Few topics in science and philosophy have been as controversial as the nature of causality. Interestingly, the discussion becomes relatively benign, from a philosophical perspective, as soon as one agrees on a well-defined mathematical model of causality, such as Pearl’s structural causal model (SCM). Assuming that the data comes from some model within a considered class of SCMs, causal questions reduce, in principle, to epistemic questions, i.e., questions about what and how much is known about the model.

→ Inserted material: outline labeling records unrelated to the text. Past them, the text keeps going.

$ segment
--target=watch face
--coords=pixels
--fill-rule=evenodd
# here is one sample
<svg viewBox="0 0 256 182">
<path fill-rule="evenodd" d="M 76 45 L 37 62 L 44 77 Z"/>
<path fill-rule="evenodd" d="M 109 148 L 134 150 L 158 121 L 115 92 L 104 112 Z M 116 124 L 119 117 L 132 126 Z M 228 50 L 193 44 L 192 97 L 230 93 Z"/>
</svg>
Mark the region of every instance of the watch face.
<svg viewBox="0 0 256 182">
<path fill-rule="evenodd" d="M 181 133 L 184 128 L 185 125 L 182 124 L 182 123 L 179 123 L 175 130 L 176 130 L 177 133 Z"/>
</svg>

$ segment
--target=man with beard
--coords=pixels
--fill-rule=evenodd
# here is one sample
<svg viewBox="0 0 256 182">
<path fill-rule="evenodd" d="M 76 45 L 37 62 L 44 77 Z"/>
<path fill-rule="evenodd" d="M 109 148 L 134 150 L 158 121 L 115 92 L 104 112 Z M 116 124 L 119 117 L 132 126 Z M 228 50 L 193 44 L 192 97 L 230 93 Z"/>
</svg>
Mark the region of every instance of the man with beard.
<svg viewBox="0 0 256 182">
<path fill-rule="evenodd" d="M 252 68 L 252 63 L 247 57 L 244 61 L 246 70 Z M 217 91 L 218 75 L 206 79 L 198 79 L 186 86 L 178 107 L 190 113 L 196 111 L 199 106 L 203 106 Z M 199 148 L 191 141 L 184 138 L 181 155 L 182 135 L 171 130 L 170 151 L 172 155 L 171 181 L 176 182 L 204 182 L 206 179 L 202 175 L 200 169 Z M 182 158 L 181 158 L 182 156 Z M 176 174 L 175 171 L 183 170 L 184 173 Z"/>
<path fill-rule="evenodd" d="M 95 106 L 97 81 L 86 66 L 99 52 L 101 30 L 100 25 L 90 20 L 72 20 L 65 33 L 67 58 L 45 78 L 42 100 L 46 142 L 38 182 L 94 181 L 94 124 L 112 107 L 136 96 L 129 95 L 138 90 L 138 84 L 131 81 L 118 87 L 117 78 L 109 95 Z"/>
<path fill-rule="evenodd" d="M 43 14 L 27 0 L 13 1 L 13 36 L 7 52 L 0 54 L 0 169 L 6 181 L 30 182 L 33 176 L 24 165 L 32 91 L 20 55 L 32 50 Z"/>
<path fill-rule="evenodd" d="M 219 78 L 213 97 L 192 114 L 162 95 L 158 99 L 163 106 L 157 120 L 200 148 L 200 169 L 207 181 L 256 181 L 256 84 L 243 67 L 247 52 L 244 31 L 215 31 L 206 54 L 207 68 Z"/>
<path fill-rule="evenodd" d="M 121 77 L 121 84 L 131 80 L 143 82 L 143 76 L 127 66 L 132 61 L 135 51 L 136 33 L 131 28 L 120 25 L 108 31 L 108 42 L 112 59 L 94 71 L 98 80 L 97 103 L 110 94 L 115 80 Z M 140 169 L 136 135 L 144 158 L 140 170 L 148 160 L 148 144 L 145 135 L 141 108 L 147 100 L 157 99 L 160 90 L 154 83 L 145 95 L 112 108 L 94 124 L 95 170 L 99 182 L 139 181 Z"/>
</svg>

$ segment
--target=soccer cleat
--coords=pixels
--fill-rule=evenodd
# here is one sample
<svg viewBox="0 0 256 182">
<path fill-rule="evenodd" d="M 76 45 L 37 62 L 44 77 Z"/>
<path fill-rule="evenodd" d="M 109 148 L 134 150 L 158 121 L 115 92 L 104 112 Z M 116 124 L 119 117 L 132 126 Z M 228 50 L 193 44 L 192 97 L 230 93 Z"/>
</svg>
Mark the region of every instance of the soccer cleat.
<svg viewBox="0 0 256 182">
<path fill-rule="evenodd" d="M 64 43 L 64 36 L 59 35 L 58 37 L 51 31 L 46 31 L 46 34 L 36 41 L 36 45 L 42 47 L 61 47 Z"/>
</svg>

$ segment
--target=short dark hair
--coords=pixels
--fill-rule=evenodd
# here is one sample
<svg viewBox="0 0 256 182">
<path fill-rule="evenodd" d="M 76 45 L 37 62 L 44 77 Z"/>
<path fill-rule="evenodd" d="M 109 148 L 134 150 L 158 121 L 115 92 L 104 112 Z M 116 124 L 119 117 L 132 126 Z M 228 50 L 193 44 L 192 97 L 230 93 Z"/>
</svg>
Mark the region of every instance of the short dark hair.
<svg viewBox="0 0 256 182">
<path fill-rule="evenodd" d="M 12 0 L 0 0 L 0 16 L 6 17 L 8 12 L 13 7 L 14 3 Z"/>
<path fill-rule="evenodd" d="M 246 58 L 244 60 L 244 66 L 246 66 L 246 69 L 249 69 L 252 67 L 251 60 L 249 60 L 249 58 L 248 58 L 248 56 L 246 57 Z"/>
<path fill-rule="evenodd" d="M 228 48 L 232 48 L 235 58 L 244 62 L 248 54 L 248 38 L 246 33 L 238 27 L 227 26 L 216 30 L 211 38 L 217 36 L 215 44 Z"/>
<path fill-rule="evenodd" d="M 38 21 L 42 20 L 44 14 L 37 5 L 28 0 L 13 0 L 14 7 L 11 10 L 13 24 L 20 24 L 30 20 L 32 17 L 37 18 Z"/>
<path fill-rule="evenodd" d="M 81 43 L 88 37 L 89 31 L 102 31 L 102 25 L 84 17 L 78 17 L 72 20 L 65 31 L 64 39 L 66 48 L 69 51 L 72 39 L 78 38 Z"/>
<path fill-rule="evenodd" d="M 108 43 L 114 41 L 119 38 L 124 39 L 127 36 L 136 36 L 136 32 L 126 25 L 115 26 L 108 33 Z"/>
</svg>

In principle, knowing “just” the causal structure of the true model, e.g., provided in the form of a directed acyclic graph (DAG), already permits the identification and estimation of causal quantities. When lacking such structural knowledge, one typically infers a single causal structure, which is then used to estimate the desired causal quantities (e.g., an average treatment effect). However, committing to a single model neglects any epistemic model uncertainty stemming from the finite amount and/or quality of available data. This is problematic, as a mismatch between the inferred causal structure and the true structure may severely affect the quality and truthfulness of the subsequent causal estimates. Reflecting the epistemic uncertainty about the underlying causal structure in downstream causal estimates is thus of central importance.

These considerations naturally invite a Bayesian treatment, i.e., specifying a prior distribution over entire SCMs (including causal structure, mechanisms and exogenous variables) and a likelihood model to infer the posterior over SCMs given collected data. Bayesian causal inference (BCI) then naturally incorporates epistemic uncertainty about the true causal model into downstream causal estimates via Bayesian marginalisation (posterior averaging) over all causal models: the causal estimate of each model is weighted with the models’ posterior score. Although BCI is conceptually appealing and principled, in practice, it becomes computationally intractable even for small problem instances due to the prohibitive number of possible causal structures to marginalise over.

In this thesis, we explore the feasibility of Bayesian causal inference in non-linear models under sparse data, We aim to devise frameworks and tractable algorithms applicable to small- and medium-sized systems of up to a few hundred variables.